Breach of contract cases are state law cases, and the statutory requirements may differ slightly from state to state. In essence, the plaintiff has to show there was a contract between the parties, that the plaintiff performed under it, that the defendant violated a particular provision of the contract, and when and how the defendant breached the contract.

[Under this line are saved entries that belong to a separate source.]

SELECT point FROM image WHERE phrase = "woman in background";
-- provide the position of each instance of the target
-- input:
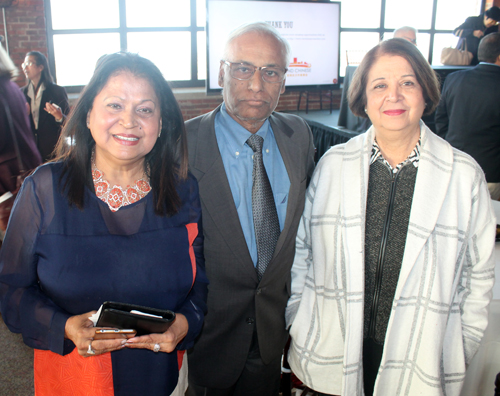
(115, 218)
(474, 28)
(48, 103)
(13, 106)
(394, 264)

Here, the court noted the force majeure clause on which the plaintiff staked its claim was actually silent as to what would happen if the contract were terminated due to a qualifying event. In other words, the provision nowhere says that, if the contracts are terminated, the nonterminating party must return all deposits made, the court noted.
Without a breach of the two contracts, the plaintiff “cannot, logically, be entitled to summary judgment with respect to its claim for breach of those contracts,” the court concluded. “Even if the Court assumed that Plaintiff properly utilized the force majeure provisions, however, that says little, if anything, about whether Defendant breached the parties’ contracts. At least, in the context of the force majeure provisions here,” the court added.
In a footnote, the court observed that, even if the plaintiff could show a breach by the defendant, the plaintiff might still not be entitled to a full refund. There was the issue of the expenses the defendant had incurred in connection with the event. The court was not inclined to assume the plaintiff, under the force majeure provision, could terminate the contracts “without liability,” while leaving the defendant to have liability for the expenses it already incurred.